BERLIN - A killer bacteria linked to contaminated cucumbers claimed a 15th victim in Germany on Tuesday and its first fatality abroad when a Swedish woman who had been traveling in Germany died, authorities said.
One of the largest E.coli outbreaks of its kind, it has also made more than 1,000 people ill in Germany as well as people from Spain, Sweden, Britain, Denmark, France and the Netherlands who had recently been in Germany.
It has also caused diplomatic tension between Germany and countries such as Spain, France and Russia. The source of the virulent strain of the bacteria is unknown, authorities said. Most of the deaths have been in northern Germany.
The E. coli pathogen has been identified on cucumbers imported from Spain, but it is not clear if they were contaminated there, during transport, or possibly in Germany.
"The situation is tense but it can be dealt with," said Health Minister Daniel Bahr at a news conference late on Monday. He said he expected the number of cases to continue rising.
The German government has identified the disease as hemolytic-uremic syndrome, a serious complication of a type of E. coli known as Shiga toxin-producing E. coli.
Russia has banned vegetable imports from Germany and Spain and said it may expand the ban to all European Union member states, head of Russia's Federal Consumer Protection Agency Gennady Onishchenko was quoted by corporate-owned Interfax news agency as saying.
"If the situation does not change, we will ban all the European vegetable products," he said.
Spanish farmers are losing around 200 million euros ($286 million) per week in lost sales because of it, a farmers association said on Tuesday.
German authorities have warned consumers to avoid eating cucumbers, lettuces and tomatoes.
Spain said on Monday there was no proof that cucumbers from its growers had caused the outbreak of E.coli in Germany and that it would be demanding to know why its farmers had been blamed.
Spanish media reported Germany, Denmark, Czech Republic, Luxembourg, Hungary, Sweden, Belgium and Russia are blocking entry of Spanish cucumbers.
In a further sign of growing tension in Europe, French Health Minister Xavier Bertrand demanded in a TV interview on Tuesday greater transparency from Spain and Germany over the mysterious outbreak after three people in France became ill.
"At first the German authorities were categorical," he said. "Today there are more and more questions arising. I want to know the origin (of the contamination)," Bertrand told France 2 television. "We need completely transparent information from the German authorities, and from the Spanish authorities as well.
Hungary's news agency MTI cited Spain's Minister for Environment and Rural Affairs Rosa Aguilar as saying on Tuesday ahead of an informal meeting of EU farm ministers in eastern Hungary that the bacteria which had killed several people had not been identified in Spain before.

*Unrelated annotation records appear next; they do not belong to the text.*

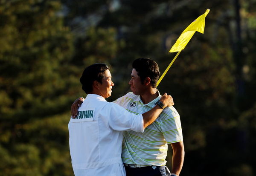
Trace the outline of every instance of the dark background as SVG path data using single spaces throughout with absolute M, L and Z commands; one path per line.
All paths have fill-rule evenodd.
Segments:
M 114 100 L 129 91 L 135 59 L 151 58 L 163 72 L 169 50 L 208 8 L 204 34 L 157 87 L 180 115 L 180 175 L 256 175 L 255 0 L 0 2 L 0 176 L 73 175 L 67 124 L 86 96 L 84 69 L 111 66 Z

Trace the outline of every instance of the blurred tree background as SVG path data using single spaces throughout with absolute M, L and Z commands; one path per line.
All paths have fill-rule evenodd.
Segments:
M 111 66 L 113 101 L 129 91 L 133 60 L 163 72 L 208 8 L 204 34 L 158 87 L 180 115 L 180 175 L 256 175 L 256 0 L 0 0 L 0 176 L 73 175 L 67 124 L 84 68 Z

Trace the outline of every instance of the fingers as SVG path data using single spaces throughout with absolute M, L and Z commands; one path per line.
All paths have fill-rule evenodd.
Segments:
M 71 106 L 71 117 L 72 118 L 74 118 L 77 115 L 78 108 L 81 106 L 84 100 L 84 98 L 80 97 L 76 100 L 72 104 Z

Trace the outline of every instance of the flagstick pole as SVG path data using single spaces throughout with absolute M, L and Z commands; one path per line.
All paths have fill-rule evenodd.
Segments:
M 160 77 L 160 78 L 158 80 L 158 81 L 157 81 L 157 87 L 157 87 L 157 86 L 158 86 L 158 84 L 159 84 L 159 83 L 160 83 L 160 82 L 161 82 L 161 81 L 163 79 L 163 77 L 166 74 L 166 72 L 168 71 L 168 70 L 169 70 L 169 69 L 170 68 L 171 66 L 172 66 L 172 63 L 173 63 L 175 61 L 175 60 L 176 59 L 176 58 L 177 58 L 177 57 L 178 57 L 178 56 L 180 54 L 180 52 L 181 51 L 180 51 L 177 53 L 177 54 L 176 55 L 176 56 L 175 56 L 175 57 L 174 57 L 174 58 L 173 58 L 173 59 L 172 60 L 172 62 L 171 62 L 171 63 L 170 63 L 170 64 L 169 64 L 169 65 L 168 66 L 167 68 L 166 69 L 165 71 L 164 71 L 164 72 L 163 72 L 163 75 L 162 75 L 162 76 L 161 76 L 161 77 Z

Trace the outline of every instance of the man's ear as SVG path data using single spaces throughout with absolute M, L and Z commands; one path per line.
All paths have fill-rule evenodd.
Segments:
M 93 87 L 94 87 L 95 89 L 99 89 L 99 82 L 97 81 L 94 81 L 93 83 Z
M 149 77 L 146 77 L 144 81 L 144 83 L 146 86 L 147 86 L 149 84 L 150 84 L 151 82 L 151 80 L 150 79 L 150 78 L 149 78 Z

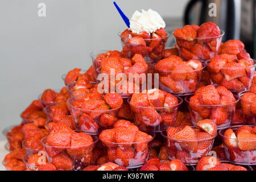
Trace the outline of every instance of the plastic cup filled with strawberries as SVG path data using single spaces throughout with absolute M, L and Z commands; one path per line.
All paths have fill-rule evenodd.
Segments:
M 210 119 L 220 129 L 230 126 L 239 98 L 224 86 L 216 88 L 209 85 L 199 88 L 185 100 L 194 126 L 203 119 Z
M 82 170 L 92 162 L 96 136 L 77 133 L 63 123 L 57 123 L 42 139 L 49 162 L 57 169 Z
M 239 43 L 243 45 L 240 40 L 228 42 L 235 40 L 229 46 L 239 46 Z M 241 50 L 238 51 L 242 51 Z M 255 62 L 250 58 L 250 55 L 241 52 L 237 55 L 224 53 L 215 56 L 210 60 L 207 68 L 212 84 L 224 86 L 232 92 L 238 93 L 251 86 L 255 66 Z
M 212 120 L 204 119 L 196 126 L 170 127 L 161 133 L 169 159 L 178 159 L 186 165 L 195 165 L 209 154 L 217 136 L 217 125 Z
M 255 165 L 256 127 L 242 125 L 219 131 L 228 159 L 240 165 Z
M 238 94 L 243 118 L 247 125 L 256 125 L 256 86 Z
M 99 139 L 105 147 L 108 160 L 127 168 L 139 167 L 148 160 L 154 134 L 139 130 L 127 120 L 119 120 L 114 128 L 103 130 Z
M 224 32 L 214 23 L 186 25 L 173 32 L 180 56 L 184 60 L 205 61 L 219 52 Z
M 161 132 L 176 123 L 180 97 L 158 89 L 134 93 L 128 100 L 134 124 L 142 131 Z
M 96 92 L 71 98 L 68 103 L 75 129 L 96 135 L 102 129 L 113 127 L 123 106 L 123 99 L 117 93 L 103 96 Z
M 159 88 L 175 95 L 193 94 L 199 86 L 205 67 L 197 60 L 184 61 L 171 55 L 155 65 L 155 72 L 159 74 Z

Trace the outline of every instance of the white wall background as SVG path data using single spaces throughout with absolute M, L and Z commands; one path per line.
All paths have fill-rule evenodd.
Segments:
M 129 18 L 148 8 L 180 17 L 187 0 L 116 1 Z M 38 16 L 40 2 L 45 18 Z M 20 113 L 44 89 L 63 86 L 64 73 L 89 68 L 92 51 L 121 50 L 117 34 L 125 28 L 110 0 L 1 0 L 0 130 L 19 123 Z

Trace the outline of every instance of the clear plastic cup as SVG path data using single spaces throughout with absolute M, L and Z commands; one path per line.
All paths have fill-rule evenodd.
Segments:
M 118 111 L 122 105 L 119 108 L 104 110 L 85 110 L 73 106 L 72 104 L 82 100 L 83 96 L 77 96 L 68 100 L 75 128 L 79 132 L 85 132 L 90 135 L 97 135 L 104 129 L 112 128 L 117 121 Z M 106 121 L 109 121 L 107 125 Z
M 177 119 L 178 110 L 183 100 L 176 96 L 178 104 L 170 107 L 143 107 L 128 103 L 131 109 L 134 123 L 139 130 L 146 132 L 162 132 L 174 126 Z M 166 118 L 165 119 L 164 118 Z M 170 119 L 172 118 L 172 119 Z
M 43 148 L 43 146 L 40 148 L 32 148 L 30 147 L 28 147 L 26 146 L 26 140 L 24 140 L 22 142 L 22 147 L 25 149 L 26 152 L 27 152 L 27 155 L 28 155 L 28 156 L 31 156 L 33 155 L 38 154 L 38 152 L 42 151 Z
M 55 102 L 44 108 L 47 119 L 52 119 L 56 115 L 70 115 L 66 102 Z
M 159 89 L 176 96 L 188 96 L 192 94 L 199 87 L 203 68 L 192 71 L 173 71 L 157 69 L 155 72 L 159 74 Z M 175 81 L 173 77 L 181 75 L 189 75 L 189 80 Z
M 234 96 L 236 102 L 223 104 L 207 105 L 192 104 L 189 102 L 191 96 L 185 98 L 188 104 L 191 121 L 194 126 L 197 122 L 205 119 L 210 119 L 216 122 L 218 130 L 229 127 L 232 122 L 236 111 L 236 106 L 240 99 L 237 96 Z
M 175 38 L 180 57 L 187 61 L 196 59 L 204 62 L 218 54 L 224 34 L 224 31 L 221 30 L 221 35 L 219 36 L 194 38 L 191 41 L 183 38 L 174 35 L 174 36 Z
M 2 133 L 3 135 L 6 138 L 8 143 L 10 142 L 10 140 L 11 139 L 11 136 L 10 135 L 10 132 L 11 131 L 12 129 L 15 127 L 15 126 L 19 126 L 18 125 L 11 125 L 10 126 L 8 126 L 7 127 L 6 127 L 3 129 L 3 130 L 2 131 Z
M 224 86 L 233 93 L 249 89 L 256 67 L 256 60 L 253 61 L 254 65 L 243 67 L 216 67 L 208 64 L 212 84 Z M 228 80 L 224 73 L 230 77 Z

"From the Spanish side there will be two important topics at today's discussion: on the one hand we wish to make it clear that Spanish products are safe and of good quality — on the other hand we advocate a common solution," the minister said.
In Brussels, the European Commission said: "The Commission notes that the outbreak is limited geographically to an area surrounding the city of Hamburg.
"Also, efforts to pinpoint all possible sources of contamination are well under way and have already yielded preliminary results. It would, therefore, consider any ban on any product as disproportionate."
In the Netherlands, a Dutch horticulture group said exports of cucumbers to Germany, the most important market, had all but halted and it Dutch farmers were losing millions of euros.
The European Center for Disease Prevention and Control said in a risk assessment that the HUS/STEC outbreak is one the largest in the world of its kind.
HUS affects the blood, kidneys and, in severe cases, the nervous system and can be particularly serious for children and the elderly. In an average year, around 60 cases of HUS are reported in Germany, the government said.